Husband · Dad · Geek

About | Blog | Code

Blog

A look at paging in the Web-based Android Market @ 21 May 2011

If you have an Android phone and haven't visited the Web-based Android Market, you should check it out. Just this morning, I was glancing over pages of the top free apps and noticed something about the pager (shown below the app results).

The formula is simple. If on a page x, x <= 5, the paging menu allows selection of the first x * 2 pages:

If on a page 5 <= x < 10, the user is always presented with a selection of the first 10 pages:

Then, for any page x >= 10, the user is presented with a list of pages from x -5 through x + 5 (inclusive – total of 11 pages):

This is a departure from the usual: most sites with such paging menus offer the user a constant number of pages for selection (surrounding the current page).

But what motivated Google's design? There are multiple possibilities:

  • User experience. Simple: Why show the user so many pages in the menu? The further a user delves into the pages, the further he/she will likely go, so show more pages as the user goes further into the results.

  • Querying.
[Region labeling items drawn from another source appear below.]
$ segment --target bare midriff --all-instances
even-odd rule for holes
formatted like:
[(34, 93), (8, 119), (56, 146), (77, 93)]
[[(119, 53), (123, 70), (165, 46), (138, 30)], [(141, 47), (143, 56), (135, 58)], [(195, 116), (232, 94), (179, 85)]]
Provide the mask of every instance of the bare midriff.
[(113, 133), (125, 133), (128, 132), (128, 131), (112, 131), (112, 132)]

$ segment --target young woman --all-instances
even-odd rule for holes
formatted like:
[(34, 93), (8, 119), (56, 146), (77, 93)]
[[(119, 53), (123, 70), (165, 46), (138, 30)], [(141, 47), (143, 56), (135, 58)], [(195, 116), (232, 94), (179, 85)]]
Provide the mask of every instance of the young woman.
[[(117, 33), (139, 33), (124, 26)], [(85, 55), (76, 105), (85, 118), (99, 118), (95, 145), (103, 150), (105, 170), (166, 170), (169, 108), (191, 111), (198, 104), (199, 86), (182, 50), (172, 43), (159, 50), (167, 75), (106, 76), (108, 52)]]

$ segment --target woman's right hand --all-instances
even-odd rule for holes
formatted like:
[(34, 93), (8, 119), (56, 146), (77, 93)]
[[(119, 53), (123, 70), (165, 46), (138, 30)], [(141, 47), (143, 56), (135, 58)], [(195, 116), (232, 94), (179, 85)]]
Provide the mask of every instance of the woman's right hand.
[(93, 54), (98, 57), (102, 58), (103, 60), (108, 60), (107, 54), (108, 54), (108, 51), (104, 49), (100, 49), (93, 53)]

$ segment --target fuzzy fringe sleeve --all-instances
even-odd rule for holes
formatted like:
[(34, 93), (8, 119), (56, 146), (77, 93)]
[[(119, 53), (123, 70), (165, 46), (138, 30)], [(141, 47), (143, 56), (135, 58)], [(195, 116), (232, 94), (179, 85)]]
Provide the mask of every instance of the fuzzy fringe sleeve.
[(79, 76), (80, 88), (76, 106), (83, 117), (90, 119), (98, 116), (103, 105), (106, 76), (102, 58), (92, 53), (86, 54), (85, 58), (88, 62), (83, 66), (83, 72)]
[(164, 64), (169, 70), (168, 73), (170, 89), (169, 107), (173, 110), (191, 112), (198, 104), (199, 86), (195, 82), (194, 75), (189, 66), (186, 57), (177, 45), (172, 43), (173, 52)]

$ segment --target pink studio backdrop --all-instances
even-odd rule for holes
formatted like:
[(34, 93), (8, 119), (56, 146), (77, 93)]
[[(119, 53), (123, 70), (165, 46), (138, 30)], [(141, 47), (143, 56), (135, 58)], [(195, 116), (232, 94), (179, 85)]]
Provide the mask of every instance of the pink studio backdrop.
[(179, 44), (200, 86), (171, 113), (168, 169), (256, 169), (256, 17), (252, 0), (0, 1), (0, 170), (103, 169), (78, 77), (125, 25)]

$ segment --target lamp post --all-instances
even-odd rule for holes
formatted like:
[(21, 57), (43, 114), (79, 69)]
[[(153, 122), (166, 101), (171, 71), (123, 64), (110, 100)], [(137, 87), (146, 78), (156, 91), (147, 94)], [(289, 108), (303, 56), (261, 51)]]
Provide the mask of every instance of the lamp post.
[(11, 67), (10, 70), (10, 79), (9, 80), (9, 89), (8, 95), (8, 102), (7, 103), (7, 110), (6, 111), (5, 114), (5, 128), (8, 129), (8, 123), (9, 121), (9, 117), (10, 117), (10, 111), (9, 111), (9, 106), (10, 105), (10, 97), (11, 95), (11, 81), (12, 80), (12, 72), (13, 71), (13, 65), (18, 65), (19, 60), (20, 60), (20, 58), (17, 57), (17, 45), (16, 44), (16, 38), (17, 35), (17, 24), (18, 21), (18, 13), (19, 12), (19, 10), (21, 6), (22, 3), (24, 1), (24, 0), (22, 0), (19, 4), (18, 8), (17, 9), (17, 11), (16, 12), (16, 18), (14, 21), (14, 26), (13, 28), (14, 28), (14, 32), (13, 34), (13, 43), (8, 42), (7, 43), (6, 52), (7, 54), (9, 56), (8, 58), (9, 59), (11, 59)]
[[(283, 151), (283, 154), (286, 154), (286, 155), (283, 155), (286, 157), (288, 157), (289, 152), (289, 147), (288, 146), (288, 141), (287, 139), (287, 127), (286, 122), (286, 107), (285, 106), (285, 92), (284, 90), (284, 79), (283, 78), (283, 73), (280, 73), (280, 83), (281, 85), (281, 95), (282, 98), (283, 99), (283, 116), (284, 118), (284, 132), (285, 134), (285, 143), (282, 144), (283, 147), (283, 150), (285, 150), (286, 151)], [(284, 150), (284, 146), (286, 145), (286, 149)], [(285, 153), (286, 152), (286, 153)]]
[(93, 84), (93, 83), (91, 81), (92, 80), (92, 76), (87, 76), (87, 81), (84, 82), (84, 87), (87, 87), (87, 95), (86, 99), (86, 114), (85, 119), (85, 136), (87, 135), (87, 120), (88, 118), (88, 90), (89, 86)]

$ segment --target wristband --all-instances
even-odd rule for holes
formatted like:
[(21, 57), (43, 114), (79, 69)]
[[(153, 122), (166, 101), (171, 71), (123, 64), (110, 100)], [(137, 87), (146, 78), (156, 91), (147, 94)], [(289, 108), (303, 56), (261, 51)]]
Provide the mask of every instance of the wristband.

Perhaps the query used on the backend examines only enough data to know that there are a certain number of pages. Most users only visit the earliest pages, so why even consider the later results to determine how many pages there are?

Interesting design, Google.

Update (03 Jul 2011)

It appears that the Market is no longer using the page selector described in this post. Instead, the selector now offers the first 10 pages while on page x < 10, and pages x - 5 through x + 5 (inclusive; 11 total) thereafter until there are too few pages left to do so, at which point the last 11 pages are shown.